What I am hearing here may be: Good cardiovascular health will be important for people who adapt to a warming world in order to cope with worse heat waves.

Oliver Gibson

Necessarily. Someone – especially those in their middle to late stages of life – with a more robust cardiovascular system will generally have a more resilient body, whether it be to the challenge of temperature or other things thrown at it.

Brian Resnick

Often times during a heat emergency, the public health message is to stay indoors as much as possible. And I think that’s helpful because a lot of people are not adapted to the heat.

But if we see heat waves becoming more common, could we benefit from facing a little more and adapting?

Oliver Gibson

I think my philosophy is that the body can react to heat stress. So as long as we take it moderately and handle the heat with skill, we shouldn’t be in a situation that we can easily avoid. Taking on the stress is absolutely the right approach.

Brian Resnick

Could it be dangerous to adjust to the heat? There’s a bit of a riddle here: in order to cope better with heat, we have to train in the heat, but the heat is dangerous if we are not trained.

Oliver Gibson

If you want to adjust to the heat, it is important to listen to your body and do things gradually and slowly. We’d never say you shouldn’t try to adjust to the heat. But going out and being a little arrogant or smug would put you at great risk in my opinion. We therefore always recommend doing things with moderation. If you’re not already involved in exercising regularly, this is probably the very first step before you start adding heat to the mix.

But if someone is used to exercising – even if that is brisk walking – it shouldn’t be too much of a risk in a warmer environment as long as you listen to your body. And the moment you feel like you’re overheating – if you start feeling lightheaded, if you are uncomfortable in any way – call back right away, find shade, make sure you are hydrated.

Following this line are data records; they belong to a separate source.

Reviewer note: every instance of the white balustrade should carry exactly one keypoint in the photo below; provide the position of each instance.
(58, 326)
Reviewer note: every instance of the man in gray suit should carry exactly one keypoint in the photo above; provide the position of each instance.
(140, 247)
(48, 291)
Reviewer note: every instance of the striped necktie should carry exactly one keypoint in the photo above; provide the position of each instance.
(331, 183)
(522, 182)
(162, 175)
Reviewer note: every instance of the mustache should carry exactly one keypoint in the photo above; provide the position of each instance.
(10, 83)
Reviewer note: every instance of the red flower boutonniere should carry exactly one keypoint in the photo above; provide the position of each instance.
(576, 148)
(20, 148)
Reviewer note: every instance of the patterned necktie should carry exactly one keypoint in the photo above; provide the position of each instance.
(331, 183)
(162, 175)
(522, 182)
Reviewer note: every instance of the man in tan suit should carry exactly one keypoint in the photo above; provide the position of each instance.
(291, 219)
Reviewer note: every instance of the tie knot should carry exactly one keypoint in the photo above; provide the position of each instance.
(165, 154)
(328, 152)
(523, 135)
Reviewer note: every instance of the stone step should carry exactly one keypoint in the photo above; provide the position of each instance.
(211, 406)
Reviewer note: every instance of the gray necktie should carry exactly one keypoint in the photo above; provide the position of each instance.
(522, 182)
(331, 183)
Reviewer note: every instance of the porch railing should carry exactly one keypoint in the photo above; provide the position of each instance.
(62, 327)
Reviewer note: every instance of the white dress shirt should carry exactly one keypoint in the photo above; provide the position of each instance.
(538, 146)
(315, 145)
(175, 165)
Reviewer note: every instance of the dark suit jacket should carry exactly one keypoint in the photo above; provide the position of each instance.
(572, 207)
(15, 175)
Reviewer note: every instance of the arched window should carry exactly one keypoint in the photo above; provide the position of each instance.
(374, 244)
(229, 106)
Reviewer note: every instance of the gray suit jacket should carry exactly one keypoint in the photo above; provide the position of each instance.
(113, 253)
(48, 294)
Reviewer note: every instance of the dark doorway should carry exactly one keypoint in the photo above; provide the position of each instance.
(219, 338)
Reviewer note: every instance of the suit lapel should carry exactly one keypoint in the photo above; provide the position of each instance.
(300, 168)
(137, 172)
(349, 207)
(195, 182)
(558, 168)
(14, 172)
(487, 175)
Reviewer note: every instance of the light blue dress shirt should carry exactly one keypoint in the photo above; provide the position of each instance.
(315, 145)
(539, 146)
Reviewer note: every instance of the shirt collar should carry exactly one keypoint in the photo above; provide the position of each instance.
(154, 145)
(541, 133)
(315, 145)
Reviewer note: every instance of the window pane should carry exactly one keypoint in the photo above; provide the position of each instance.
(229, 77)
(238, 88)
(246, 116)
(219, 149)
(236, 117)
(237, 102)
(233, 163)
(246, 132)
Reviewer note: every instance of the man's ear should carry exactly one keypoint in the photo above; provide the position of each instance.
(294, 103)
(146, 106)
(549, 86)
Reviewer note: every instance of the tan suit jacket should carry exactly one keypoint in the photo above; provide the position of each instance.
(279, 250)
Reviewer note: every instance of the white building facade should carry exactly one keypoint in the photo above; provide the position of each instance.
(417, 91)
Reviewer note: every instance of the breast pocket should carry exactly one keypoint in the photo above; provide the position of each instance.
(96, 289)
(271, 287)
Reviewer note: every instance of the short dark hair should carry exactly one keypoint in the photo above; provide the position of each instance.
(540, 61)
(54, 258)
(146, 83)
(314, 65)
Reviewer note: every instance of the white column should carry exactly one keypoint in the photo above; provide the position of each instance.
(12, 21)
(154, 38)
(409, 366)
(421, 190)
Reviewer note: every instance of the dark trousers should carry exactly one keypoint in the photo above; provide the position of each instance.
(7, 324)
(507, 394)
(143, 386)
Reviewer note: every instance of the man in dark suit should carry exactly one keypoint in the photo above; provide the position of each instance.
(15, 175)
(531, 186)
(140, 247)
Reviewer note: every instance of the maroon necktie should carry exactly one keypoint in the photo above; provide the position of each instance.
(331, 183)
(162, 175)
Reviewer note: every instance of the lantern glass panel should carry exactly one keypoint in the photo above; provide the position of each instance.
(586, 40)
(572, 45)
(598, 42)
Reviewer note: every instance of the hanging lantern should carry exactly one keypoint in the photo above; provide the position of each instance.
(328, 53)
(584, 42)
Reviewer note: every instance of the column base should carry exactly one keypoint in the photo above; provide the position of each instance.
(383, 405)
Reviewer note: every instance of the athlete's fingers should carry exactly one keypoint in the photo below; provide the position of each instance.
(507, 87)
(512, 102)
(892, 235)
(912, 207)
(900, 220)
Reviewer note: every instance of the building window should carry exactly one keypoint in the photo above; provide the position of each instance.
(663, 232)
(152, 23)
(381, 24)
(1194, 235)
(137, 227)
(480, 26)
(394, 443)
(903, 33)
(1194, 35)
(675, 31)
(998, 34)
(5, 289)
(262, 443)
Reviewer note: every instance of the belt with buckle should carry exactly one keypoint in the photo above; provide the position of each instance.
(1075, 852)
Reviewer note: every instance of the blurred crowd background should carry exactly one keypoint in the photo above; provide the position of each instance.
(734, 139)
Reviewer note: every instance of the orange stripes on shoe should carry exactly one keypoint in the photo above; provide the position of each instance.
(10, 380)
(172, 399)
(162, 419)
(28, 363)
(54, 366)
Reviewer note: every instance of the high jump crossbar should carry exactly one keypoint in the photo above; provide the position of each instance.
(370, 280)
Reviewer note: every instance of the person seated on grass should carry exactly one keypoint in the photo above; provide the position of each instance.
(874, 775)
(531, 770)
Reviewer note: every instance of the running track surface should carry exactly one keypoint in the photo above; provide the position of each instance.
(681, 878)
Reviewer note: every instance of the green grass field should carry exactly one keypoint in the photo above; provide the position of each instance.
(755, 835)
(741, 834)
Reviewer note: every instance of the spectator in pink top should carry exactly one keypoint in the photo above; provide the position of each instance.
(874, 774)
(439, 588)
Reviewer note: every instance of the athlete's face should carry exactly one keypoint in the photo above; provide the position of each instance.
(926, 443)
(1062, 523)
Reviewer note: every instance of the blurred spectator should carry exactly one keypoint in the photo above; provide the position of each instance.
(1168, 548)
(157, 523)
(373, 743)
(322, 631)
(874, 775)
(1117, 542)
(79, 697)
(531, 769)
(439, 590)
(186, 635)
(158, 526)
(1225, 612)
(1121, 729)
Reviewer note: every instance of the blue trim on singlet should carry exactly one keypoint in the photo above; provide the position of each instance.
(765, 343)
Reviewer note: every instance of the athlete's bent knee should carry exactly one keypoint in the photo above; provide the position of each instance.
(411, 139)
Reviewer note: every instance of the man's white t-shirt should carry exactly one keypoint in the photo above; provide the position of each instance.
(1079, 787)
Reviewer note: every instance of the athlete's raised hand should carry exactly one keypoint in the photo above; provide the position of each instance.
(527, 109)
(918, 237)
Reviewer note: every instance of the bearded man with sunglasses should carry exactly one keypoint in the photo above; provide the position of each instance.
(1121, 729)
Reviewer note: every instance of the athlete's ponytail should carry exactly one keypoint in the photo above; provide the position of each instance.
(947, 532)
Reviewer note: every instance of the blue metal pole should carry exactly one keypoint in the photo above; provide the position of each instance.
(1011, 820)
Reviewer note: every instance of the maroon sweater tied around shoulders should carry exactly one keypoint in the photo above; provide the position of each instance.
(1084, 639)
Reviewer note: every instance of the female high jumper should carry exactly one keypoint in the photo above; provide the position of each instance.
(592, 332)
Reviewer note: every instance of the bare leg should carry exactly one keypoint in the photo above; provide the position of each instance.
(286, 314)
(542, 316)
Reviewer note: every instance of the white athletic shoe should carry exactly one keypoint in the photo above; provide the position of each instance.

We’d like to say that recreational athletes might have the same amount of time running in the heat, but turn the intensity down a bit. Recalibrate your expectations until you see the adjustments. So once you find that you are sweating more – and when you measure your heart rate, if it could look like this in cooler conditions – it’s a good sign that your body has started to respond. You can push a little harder.

Brian Resnick

Do you have any general tips to help people cope with the heat when they may be less well adapted to it?

Oliver Gibson

Drink frequently. Have a planned drinking strategy and a cool drink with you. Then the other thing is to make the skin cool. In addition, you can of course look for shade and air conditioning. Even if that’s not available, don’t be afraid to rub exposed parts of your body – arms, legs, face – with very cold water. It’s something incredibly simple.